SOLO DIALOUGE
SOLO DIALOUGE
Solo Dialogue is a creative component of my PhD research project (2018-2022), investigating time and intersubjectivity in solo dance improvisation: how can various aspects of time be animated in the intersubjective space between the dancer and a watcher/witness/observer. In collaboration with solo dancer, Janette Hoe, this project is an interlocution through dancing and dialoguing between Janette and I. We took turn to be dancer and watcher, then we discuss what's going on. This web page documented some of our dancing and dialoguing during the period of May-November 2020 when we were in lockdowns due to COVID-19 pandemic. Using the ideas of 'emergence' and 'resilience' as choreographic strategies, we worked through a series of 'studio research', mostly at home via Zoom meetings, leading up to the filming of the performance in January-February 2021.
GROSSERY:
Jo-ha-kyū 序破急: a sequencing concept in Noh theatre denoting a begining-middle-end process of a movement phrase, a section of a dance, and/or the whole Noh play.

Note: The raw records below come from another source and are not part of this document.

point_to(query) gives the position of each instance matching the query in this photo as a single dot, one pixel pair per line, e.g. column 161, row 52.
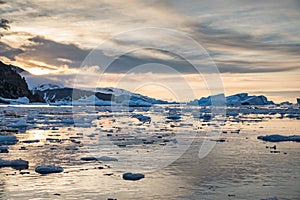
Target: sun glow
column 38, row 71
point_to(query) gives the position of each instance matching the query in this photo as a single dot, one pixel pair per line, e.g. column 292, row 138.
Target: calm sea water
column 165, row 150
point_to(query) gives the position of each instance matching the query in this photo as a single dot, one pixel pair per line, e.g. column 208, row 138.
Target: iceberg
column 233, row 100
column 18, row 164
column 48, row 169
column 20, row 100
column 279, row 138
column 133, row 177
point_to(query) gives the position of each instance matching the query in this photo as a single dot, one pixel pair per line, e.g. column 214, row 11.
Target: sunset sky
column 255, row 44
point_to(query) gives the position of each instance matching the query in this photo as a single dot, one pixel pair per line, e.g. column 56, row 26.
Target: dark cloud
column 229, row 39
column 4, row 24
column 54, row 53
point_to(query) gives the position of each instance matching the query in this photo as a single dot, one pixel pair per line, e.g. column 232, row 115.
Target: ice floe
column 48, row 169
column 133, row 177
column 279, row 138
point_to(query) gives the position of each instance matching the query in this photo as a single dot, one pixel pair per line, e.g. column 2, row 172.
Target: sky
column 241, row 46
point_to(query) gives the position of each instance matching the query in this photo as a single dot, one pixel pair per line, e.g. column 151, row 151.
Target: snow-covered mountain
column 233, row 100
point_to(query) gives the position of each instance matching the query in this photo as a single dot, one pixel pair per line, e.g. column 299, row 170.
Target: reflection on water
column 239, row 168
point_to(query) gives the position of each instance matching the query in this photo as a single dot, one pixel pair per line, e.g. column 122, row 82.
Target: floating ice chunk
column 8, row 140
column 71, row 148
column 20, row 100
column 90, row 158
column 48, row 169
column 16, row 164
column 19, row 123
column 107, row 159
column 142, row 118
column 271, row 198
column 30, row 141
column 279, row 138
column 133, row 177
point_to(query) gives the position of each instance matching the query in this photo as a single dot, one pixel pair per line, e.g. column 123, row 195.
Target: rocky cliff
column 13, row 86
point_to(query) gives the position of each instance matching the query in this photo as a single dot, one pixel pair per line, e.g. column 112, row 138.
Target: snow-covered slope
column 47, row 86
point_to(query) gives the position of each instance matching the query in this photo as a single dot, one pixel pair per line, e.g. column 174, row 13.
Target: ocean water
column 162, row 142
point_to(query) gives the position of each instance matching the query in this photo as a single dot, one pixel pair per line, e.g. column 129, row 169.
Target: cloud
column 8, row 51
column 53, row 53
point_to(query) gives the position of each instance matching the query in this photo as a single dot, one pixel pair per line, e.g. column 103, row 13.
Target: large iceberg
column 233, row 100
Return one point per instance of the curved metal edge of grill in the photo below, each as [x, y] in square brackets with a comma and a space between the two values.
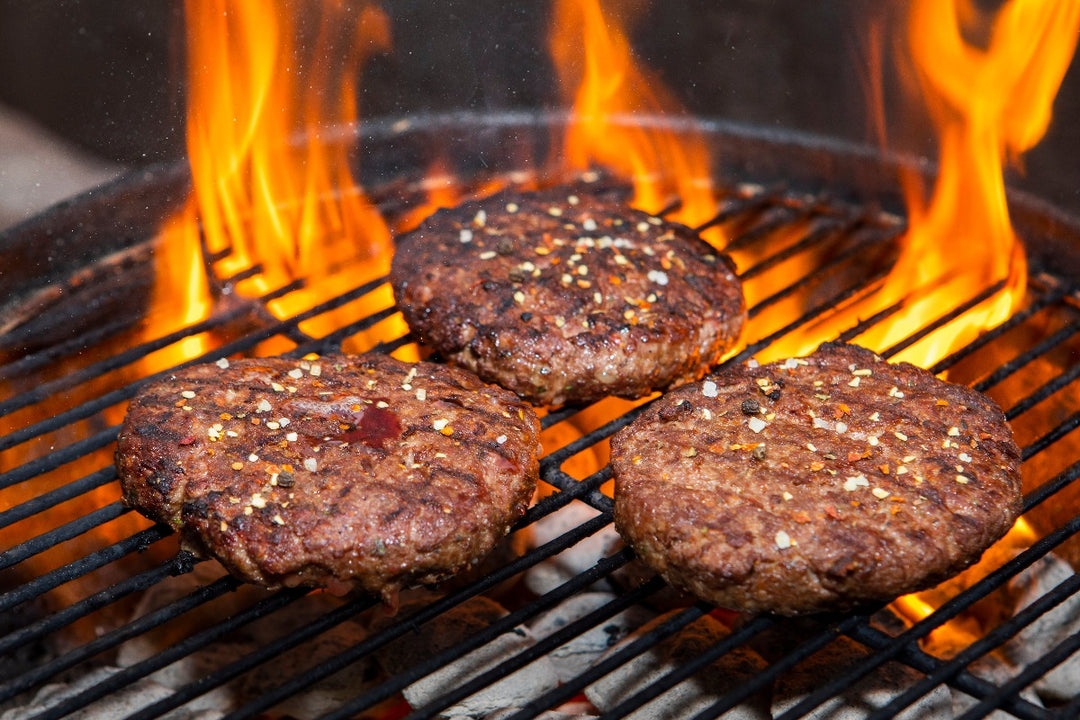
[1049, 291]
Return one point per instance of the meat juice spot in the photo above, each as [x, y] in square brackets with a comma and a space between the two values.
[374, 426]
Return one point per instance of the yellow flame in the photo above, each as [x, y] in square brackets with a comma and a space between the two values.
[989, 104]
[613, 100]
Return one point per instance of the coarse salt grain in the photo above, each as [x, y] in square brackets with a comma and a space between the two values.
[783, 540]
[854, 481]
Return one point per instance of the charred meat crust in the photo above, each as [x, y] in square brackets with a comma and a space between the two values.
[339, 471]
[815, 484]
[566, 297]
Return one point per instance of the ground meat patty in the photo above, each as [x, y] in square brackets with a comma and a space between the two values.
[814, 484]
[340, 471]
[567, 298]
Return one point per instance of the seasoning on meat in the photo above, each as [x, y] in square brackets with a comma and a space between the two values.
[338, 471]
[807, 491]
[567, 297]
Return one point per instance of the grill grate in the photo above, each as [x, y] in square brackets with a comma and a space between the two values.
[770, 230]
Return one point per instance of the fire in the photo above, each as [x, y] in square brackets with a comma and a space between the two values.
[269, 190]
[624, 120]
[989, 104]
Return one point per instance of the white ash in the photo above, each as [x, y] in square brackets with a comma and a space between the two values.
[576, 559]
[1048, 629]
[119, 704]
[447, 630]
[311, 703]
[582, 651]
[862, 698]
[568, 711]
[692, 695]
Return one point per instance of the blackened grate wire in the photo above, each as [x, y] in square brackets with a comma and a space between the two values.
[771, 228]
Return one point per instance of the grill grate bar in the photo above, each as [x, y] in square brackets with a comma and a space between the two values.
[53, 498]
[657, 688]
[36, 630]
[132, 629]
[183, 648]
[126, 392]
[1058, 382]
[57, 458]
[1042, 301]
[984, 644]
[947, 611]
[58, 534]
[80, 567]
[541, 648]
[375, 642]
[828, 230]
[928, 328]
[1064, 429]
[922, 662]
[265, 654]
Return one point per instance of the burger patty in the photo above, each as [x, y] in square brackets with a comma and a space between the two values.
[814, 484]
[338, 471]
[566, 297]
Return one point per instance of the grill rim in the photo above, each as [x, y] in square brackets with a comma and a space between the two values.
[588, 490]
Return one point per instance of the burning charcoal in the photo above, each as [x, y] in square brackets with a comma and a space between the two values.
[860, 700]
[692, 695]
[1048, 629]
[568, 711]
[327, 695]
[554, 571]
[450, 628]
[119, 704]
[583, 649]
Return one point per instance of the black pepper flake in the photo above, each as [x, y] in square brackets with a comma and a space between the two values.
[750, 407]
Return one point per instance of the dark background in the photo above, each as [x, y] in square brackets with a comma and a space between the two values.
[108, 75]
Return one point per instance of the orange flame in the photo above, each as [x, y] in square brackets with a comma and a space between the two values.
[268, 189]
[989, 104]
[624, 120]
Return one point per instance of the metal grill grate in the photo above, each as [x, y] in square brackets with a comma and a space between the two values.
[849, 247]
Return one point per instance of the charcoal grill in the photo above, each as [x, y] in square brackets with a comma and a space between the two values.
[781, 198]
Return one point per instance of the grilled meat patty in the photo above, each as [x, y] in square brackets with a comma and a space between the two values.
[814, 484]
[339, 471]
[565, 297]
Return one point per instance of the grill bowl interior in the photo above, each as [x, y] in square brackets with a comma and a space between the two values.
[72, 582]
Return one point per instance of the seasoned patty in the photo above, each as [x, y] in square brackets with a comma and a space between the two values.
[567, 298]
[338, 471]
[814, 484]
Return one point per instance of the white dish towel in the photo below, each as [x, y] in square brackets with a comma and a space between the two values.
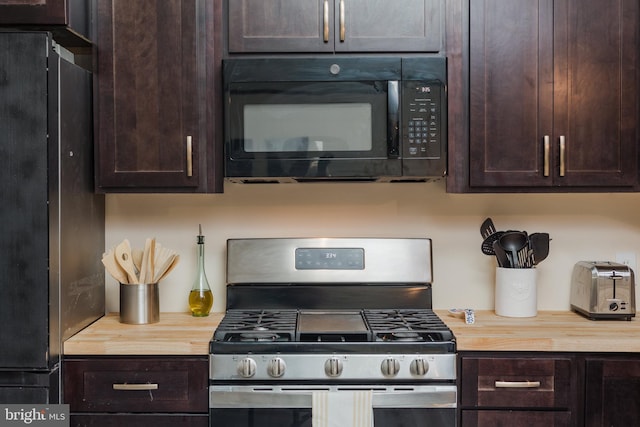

Ma 間: a non-doing gap or interval between movement or performance elements, a gap between jo-ha-kyū arc of something...
Solo Dialouge (2021)
The research project culminated in the filming of Solo Dialouge in January-February 2021. Similar to the structure of our studio research, Janette and I took turn to perform series of improvisation exploring embodied temporality while being watched.
Duration: Approx. 75 minutes
Videographer: Cobie Orger
Production manager: Kris Chaney
Filmed at Studio 864-221, Dance Building, Victorian College of the Arts, Faculty of Fine Arts and Music, University of Melbourne Southbank Campus.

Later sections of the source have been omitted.